Der gestrige Wert von 57.000 Jobs bringt das Gespräch über Zinssenkungen nicht zurück — der CME FedWatch zeigt weiterhin eine nennenswerte Wahrscheinlichkeit für eine Zinserhöhung bis Oktober — aber er reduziert die Wahrscheinlichkeit des aggressiven Straffungsszenarios deutlich, das die Reuters-Umfragekonsenslage von „keine Cuts bis Ende 2027“ eingepreist hatte. Die 700 Milliarden US-Dollar an notionalen SOFR-Short-Positionen und die 34,5 Milliarden US-Dollar Netto-Long-Position in US-Dollar, die Saxo Bank als den am stärksten überfüllten Makrohandel der letzten sieben Jahre identifizierte, stehen nun erstmals seit dem Aufbau dieser Positionen unter echtem Daten-Druck.

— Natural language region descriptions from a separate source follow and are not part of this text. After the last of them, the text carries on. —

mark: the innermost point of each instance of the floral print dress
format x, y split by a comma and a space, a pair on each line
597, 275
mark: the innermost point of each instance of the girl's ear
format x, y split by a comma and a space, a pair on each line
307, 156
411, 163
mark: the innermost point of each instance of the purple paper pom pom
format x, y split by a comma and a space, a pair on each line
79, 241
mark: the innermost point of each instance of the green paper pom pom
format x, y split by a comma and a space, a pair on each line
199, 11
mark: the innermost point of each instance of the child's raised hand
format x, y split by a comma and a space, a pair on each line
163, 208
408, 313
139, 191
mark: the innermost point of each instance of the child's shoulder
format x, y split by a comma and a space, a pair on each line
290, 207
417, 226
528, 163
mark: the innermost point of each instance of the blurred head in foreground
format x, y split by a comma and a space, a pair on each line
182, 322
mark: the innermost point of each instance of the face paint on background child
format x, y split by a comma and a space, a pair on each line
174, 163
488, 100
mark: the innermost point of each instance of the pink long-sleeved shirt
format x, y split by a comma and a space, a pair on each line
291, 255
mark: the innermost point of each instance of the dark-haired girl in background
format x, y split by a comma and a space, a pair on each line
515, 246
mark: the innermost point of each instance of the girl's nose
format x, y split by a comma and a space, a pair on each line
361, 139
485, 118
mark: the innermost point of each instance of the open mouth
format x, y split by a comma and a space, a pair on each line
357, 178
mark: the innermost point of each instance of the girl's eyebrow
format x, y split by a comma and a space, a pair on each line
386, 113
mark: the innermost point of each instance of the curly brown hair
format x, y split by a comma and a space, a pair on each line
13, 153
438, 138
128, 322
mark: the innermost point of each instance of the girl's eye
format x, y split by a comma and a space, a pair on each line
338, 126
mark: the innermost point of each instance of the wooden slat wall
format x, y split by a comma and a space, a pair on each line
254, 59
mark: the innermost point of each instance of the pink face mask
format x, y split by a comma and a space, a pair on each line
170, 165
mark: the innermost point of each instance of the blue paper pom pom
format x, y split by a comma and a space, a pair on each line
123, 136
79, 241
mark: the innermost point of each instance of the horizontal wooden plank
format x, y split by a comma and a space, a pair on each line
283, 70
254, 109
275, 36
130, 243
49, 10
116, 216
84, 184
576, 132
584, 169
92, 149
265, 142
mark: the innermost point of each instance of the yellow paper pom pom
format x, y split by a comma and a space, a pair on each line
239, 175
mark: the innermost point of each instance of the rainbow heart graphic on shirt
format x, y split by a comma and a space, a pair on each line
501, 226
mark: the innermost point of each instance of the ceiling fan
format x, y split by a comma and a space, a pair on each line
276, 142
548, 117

Bitcoins Reaktion und was als Nächstes kommt

Bitcoin hielt sich über 61.000 US-Dollar mit einem Plus von 4% im Verlauf der vergangenen 24 Stunden — eine gedämpfte statt euphorische Reaktion, die zeigt, dass dem Markt bewusst ist, dass ein einzelner Jobs-Report die strukturellen makroökonomischen Gegenwinde, die im Juni 4,5 Milliarden US-Dollar an ETF-Abflüssen ausgelöst hatten, nicht auflöst. Die 200-Wochen-SMA bei 62.660 US-Dollar bleibt die Marke, die zurückerobert werden muss, um eine bullische Trendwende zu bestätigen, und Bitcoin hat das bislang noch nicht geschafft. Fidelitys Jurrien Timmer hatte 58.237 US-Dollar als Unterstützung aus dem Power-Law-Modell identifiziert und darauf hingewiesen, dass das Fehlen eines makroökonomischen Katalysators der Hauptgrund sein könnte, warum Bitcoin selbst bei historischen Unterstützungsniveaus in einer Spanne bleiben könnte. Der Donnerstag-Fail bei den Payrolls ist die erste echte Bewegung hin zur Bereitstellung genau dieses Katalysators — ob er ausreicht, um eine Erholung über 62.660 US-Dollar zu tragen, hängt davon ab, ob die Verlangsamung am Arbeitsmarkt in den kommenden Monaten anhält und ob die Kommunikation der Fed in den nächsten Sitzungen beginnt, die schwächeren Daten anzuerkennen.